M.Sc Student Schwartz Roy Circular Arrangements Department of Computer Science Professor Joseph Naor

Abstract

We consider in this work the directed circular arrangement problem. The input is a directed graph with weights on the edges. The goal is to embed the graph onto evenly-spaced points on a circle, such that all edges are oriented in the same direction, say, clockwise, and the weighted sum of the lengths of the edges is minimized. The length of an edge is defined to be the (clockwise) distance between its two endpoints in the embedding. We note that each vertex is embedded onto a distinct point.

Our main result is an O(logn loglogn)-approximation algorithm for the directed circular arrangement problem. We obtain this result by defining a new problem, the directed penalized linear arrangement problem, and use a solution to this newly defined problem to approximate the directed circular arrangement. The directed penalized linear arrangement problem takes as input a directed graph and embeds it onto evenly spaced points on a straight line. In the embedding, edges that are directed to the right contribute to the objective function a term which is proportional to their (weighted) length, while edges that are directed to the left contribute to the objective function a term which is only proportional to the weight of the edge. We think of the latter term as a penalty.
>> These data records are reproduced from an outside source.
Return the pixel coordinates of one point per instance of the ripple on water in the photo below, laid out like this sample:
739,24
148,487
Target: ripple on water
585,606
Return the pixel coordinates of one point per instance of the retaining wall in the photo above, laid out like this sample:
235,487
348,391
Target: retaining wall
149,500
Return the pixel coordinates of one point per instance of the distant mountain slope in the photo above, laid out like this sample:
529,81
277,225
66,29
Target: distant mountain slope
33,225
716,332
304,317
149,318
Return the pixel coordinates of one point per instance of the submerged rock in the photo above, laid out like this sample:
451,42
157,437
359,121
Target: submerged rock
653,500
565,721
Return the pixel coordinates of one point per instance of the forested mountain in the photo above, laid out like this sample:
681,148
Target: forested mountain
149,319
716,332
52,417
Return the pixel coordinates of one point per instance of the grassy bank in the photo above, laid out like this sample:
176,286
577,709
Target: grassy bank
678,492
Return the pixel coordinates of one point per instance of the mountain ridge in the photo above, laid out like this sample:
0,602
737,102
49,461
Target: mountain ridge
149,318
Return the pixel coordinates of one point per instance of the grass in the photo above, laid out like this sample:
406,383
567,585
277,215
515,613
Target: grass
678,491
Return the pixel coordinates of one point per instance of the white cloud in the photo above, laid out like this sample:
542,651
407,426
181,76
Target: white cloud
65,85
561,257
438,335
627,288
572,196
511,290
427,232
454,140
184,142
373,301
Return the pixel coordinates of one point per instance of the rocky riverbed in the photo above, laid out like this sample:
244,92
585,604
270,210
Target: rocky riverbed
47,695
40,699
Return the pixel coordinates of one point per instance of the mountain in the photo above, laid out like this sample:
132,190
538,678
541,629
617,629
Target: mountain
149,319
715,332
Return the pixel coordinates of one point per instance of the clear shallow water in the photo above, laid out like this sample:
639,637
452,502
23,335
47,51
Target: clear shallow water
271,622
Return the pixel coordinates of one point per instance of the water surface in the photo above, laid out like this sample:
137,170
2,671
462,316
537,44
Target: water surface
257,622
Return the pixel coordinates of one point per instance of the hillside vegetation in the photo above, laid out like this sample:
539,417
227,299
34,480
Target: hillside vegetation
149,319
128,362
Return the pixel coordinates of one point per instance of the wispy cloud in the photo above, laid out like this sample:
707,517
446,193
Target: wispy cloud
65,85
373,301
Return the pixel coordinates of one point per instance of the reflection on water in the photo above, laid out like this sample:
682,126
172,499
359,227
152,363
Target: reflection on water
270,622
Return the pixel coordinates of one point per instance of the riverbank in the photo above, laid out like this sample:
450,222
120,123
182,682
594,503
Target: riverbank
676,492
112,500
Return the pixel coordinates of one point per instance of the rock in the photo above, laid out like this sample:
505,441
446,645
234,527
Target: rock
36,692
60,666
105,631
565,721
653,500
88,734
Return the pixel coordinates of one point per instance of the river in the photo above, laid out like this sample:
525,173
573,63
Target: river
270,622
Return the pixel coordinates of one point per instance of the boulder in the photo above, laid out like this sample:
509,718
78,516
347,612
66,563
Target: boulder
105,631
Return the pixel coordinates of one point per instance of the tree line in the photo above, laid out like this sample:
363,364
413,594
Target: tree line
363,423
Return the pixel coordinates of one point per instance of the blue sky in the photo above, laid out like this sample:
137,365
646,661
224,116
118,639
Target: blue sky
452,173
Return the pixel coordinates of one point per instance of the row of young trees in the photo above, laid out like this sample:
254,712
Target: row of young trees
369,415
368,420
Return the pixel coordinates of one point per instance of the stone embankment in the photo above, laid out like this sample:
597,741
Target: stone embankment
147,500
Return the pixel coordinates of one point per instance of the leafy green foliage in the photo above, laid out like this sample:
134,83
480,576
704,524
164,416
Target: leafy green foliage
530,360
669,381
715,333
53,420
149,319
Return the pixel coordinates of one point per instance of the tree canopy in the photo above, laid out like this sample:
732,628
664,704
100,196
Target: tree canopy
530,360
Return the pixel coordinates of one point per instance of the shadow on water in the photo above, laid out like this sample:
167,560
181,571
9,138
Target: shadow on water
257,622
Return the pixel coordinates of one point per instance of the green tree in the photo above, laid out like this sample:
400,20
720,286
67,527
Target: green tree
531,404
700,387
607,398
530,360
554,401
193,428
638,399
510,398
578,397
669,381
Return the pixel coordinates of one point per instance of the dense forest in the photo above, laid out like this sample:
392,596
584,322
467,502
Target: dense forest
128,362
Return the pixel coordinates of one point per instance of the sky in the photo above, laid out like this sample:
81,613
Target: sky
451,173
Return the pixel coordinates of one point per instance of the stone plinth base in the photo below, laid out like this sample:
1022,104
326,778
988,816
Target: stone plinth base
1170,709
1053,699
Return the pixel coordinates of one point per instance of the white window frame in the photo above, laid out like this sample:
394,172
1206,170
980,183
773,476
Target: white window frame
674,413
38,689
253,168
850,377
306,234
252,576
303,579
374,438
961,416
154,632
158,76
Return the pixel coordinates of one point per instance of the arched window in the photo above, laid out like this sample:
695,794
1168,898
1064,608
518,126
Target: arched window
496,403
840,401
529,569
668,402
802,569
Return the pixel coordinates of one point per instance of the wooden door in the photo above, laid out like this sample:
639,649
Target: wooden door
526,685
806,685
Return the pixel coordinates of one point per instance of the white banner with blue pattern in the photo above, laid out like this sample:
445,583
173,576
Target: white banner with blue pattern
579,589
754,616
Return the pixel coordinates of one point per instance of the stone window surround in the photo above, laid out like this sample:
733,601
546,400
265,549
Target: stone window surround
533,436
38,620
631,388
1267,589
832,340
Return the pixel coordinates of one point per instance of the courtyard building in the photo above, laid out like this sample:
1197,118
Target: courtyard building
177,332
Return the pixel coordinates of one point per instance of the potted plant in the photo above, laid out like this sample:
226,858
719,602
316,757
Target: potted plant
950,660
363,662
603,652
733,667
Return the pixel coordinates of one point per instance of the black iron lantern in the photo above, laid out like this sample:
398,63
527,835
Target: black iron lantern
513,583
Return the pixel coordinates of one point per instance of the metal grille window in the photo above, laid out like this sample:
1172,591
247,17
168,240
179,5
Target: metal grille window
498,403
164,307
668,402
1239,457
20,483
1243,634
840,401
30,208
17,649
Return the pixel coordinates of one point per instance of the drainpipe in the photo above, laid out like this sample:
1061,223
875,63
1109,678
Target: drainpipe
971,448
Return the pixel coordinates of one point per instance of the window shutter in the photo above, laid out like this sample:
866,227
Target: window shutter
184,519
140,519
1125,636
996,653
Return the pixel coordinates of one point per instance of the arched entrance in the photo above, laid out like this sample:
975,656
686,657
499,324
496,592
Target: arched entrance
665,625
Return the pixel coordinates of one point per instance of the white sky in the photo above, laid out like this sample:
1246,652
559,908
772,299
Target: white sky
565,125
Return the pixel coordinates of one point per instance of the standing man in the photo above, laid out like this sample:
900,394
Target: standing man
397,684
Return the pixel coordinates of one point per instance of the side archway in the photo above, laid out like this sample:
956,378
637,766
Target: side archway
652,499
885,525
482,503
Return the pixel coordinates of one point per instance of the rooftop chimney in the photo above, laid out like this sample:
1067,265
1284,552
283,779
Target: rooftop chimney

The main contribution of this work is an O(logn loglogn)-approximation algorithm for the directed penalized linear arrangement problem. Our solution uses two distinct directed metrics (``right" and ``left") which together yield a lower bound on the value of an optimal solution. In addition, we define a sequence of new directed spreading metrics that are used for applying the algorithm recursively on smaller subgraphs. The directed penalized linear arrangement problem still shares some of the asymmetry characteristics of the directed circular arrangement problem. However, the new spreading metrics allow us to define an asymmetric region growing procedure that accounts simultaneously for both incoming and outgoing edges. To the best of our knowledge, this is the first work that defines a region growing

procedure in directed graphs that allows for such an accounting.